Claim-to-Evidence Table

Claims should have a shape.

A public claim is useful only when it points to evidence, states what it does not prove, names the condition that would weaken it, and gives critics a bounded route to attack it.

Evidence shapes for claims, artifacts, receipts, and challenge routes.

Public Table v0

Bounded claims, public evidence, and downgrade triggers.

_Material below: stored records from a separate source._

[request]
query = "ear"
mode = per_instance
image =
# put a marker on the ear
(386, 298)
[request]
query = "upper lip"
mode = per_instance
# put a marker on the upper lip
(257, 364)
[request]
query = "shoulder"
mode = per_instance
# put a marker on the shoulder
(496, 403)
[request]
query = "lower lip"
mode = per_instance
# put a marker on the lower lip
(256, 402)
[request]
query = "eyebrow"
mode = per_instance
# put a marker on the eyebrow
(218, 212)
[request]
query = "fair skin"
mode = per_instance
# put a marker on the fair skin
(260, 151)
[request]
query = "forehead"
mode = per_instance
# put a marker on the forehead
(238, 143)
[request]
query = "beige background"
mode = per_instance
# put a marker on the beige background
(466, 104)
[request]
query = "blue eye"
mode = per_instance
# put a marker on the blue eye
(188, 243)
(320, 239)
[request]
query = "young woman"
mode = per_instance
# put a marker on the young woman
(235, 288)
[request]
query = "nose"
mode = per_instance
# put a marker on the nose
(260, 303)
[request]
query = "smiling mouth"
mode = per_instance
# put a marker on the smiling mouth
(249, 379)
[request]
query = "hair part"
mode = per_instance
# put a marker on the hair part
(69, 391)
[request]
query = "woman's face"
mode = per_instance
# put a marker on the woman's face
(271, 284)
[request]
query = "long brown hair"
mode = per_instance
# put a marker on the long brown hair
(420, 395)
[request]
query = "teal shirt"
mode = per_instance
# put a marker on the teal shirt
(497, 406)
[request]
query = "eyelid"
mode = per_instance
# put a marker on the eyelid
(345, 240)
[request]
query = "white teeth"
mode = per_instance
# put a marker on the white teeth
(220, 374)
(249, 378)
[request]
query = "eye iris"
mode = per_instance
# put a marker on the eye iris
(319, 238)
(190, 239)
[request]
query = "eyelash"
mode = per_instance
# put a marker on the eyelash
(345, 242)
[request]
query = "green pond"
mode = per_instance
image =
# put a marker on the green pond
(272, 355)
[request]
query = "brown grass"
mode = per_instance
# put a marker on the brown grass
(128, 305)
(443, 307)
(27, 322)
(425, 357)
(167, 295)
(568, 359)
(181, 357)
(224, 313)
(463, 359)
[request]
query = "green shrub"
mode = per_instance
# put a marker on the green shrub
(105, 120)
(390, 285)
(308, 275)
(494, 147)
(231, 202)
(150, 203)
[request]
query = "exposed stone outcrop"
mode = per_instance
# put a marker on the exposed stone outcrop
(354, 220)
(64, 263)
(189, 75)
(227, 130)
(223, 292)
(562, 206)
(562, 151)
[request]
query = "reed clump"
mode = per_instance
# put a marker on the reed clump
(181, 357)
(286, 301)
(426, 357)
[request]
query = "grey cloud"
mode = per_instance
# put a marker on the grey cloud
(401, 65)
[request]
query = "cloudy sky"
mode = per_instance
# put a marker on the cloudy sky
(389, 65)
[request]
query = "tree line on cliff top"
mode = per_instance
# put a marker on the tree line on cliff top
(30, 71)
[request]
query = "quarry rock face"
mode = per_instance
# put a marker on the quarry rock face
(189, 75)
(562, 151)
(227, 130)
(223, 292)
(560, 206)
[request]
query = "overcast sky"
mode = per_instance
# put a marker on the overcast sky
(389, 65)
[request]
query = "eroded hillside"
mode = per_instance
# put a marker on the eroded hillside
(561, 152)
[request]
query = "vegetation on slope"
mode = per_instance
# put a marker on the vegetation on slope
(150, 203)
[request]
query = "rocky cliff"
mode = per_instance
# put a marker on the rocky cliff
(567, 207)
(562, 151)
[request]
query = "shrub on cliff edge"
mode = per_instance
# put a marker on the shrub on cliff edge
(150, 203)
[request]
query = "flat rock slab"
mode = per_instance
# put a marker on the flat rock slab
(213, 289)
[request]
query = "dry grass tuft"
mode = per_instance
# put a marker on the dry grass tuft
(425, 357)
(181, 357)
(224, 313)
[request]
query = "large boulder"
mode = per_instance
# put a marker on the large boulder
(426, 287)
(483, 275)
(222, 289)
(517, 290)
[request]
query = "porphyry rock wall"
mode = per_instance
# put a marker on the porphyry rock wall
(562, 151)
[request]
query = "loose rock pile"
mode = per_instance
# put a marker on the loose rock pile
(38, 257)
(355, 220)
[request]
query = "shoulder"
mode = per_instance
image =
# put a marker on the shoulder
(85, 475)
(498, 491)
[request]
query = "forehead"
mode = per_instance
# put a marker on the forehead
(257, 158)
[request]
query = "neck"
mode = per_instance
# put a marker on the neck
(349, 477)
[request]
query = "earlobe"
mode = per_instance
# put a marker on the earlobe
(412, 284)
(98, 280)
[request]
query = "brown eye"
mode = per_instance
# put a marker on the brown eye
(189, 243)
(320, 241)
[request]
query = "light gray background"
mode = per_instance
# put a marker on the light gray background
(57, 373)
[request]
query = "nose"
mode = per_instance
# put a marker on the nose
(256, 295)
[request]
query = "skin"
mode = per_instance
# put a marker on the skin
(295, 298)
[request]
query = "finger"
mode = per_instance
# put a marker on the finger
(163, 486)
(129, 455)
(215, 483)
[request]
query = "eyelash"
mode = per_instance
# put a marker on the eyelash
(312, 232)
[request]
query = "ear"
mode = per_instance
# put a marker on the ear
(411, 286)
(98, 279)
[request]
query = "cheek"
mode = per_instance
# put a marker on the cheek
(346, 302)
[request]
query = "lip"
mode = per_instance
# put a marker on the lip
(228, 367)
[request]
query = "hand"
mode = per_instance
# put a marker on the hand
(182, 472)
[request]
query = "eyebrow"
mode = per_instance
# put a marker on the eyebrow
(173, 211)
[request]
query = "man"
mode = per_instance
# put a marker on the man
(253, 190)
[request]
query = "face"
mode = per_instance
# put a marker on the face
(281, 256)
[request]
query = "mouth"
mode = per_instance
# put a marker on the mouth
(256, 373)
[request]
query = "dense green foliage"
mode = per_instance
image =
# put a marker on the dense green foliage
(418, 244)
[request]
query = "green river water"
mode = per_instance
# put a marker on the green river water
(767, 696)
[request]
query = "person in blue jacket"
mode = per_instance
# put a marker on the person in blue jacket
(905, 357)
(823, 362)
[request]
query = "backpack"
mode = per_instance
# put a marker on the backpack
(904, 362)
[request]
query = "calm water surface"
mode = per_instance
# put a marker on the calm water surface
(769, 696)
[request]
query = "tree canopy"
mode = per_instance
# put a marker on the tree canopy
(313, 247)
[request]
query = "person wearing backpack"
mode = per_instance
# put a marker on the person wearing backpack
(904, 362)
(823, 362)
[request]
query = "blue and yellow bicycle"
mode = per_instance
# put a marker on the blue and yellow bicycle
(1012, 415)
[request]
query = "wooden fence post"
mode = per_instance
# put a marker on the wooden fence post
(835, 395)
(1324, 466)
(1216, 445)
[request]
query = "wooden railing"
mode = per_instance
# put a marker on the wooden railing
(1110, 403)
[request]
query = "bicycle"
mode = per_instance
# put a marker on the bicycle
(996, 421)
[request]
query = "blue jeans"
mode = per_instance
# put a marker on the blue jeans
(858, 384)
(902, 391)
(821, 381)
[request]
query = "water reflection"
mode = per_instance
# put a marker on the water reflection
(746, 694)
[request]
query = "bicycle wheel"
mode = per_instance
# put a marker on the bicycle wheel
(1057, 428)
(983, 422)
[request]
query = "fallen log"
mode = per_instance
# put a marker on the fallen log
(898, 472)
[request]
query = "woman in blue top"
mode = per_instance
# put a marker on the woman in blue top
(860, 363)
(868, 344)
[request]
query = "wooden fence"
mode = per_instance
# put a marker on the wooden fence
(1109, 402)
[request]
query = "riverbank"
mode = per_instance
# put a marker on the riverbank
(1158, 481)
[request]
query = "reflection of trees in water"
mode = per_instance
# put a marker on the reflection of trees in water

Claim Evidence status What it does not prove Downgrade trigger Challenge route
P02-C1
WisdomBench measures longitudinal learning from failure rather than single-shot task capability.
Public supporting evidence: GitHub, Hugging Face dataset, Zenodo record. Human-like wisdom, general deployment reliability, or that all agents learn from failure. Task leakage, scoring bugs, reproduction failure, or stronger baselines removing the longitudinal effect. WisdomBench issue template
PCA-C1
High-risk AI action should not earn action credit until warrant and receipt closure exist.
Public protocol and interface demo. Live trading profit, private product performance, or universal safety. The public gate allows unsafe action, gives credit without receipts, or cannot reproduce its no-go boundary. Proof-carrying action issue template
CREDIT-C1
Repair intent, pretty reports, bootstrap probes, and semantic summaries must not become metric, reward, denominator, or clean-learning credit until closed evidence exists.
Public boundary plus counterexample packet. That private repair queues are public, or that every private trace can be disclosed. A public artifact lets repair intent influence reward, denominator, clean-learning labels, or gate authority without closure. Credit leak packet
AUTH-C1
Research-only, shadow, suggestion, no-go, or public demo outputs must not imply permission to act.
Public boundary plus no-go demo and review-status route. Live deployment safety, private product readiness, or permission to act in any external system. A UI label, API field, README, or public page turns a research artifact into action authority. Authority leak packet
P24-C1
Adaptive systems need relational observability: relations, constraints, control debt, and evidence half-life.
Public protocol stage. A theorem covering all adaptive systems or a finished private product. Relation variables, control debt, or evidence half-life do not change decisions beyond scalar baselines. Public counterexample route
P20-C1
Physical AI should route degraded evidence to recovery or abstention rather than direct action.
Public bounded support; rebuild needed before stronger deployment claims. Detector SOTA, offensive autonomy, or real-world robot deployment performance. Stronger conformal, shield, or fusion baselines handle the same degraded evidence without this boundary. Public counterexample route
F1-C1
Trading is used as a high-risk testbed for proof-carrying action discipline, not as a public claim of live profitability.
Public boundary and technical boundary route. Live trading edge, customer readiness, private execution quality, or alpha dominance. Public language implies live profitability, private execution readiness, or authority beyond no-go evidence. Boundary issue template

Rule

No evidence row is allowed to silently become a larger claim.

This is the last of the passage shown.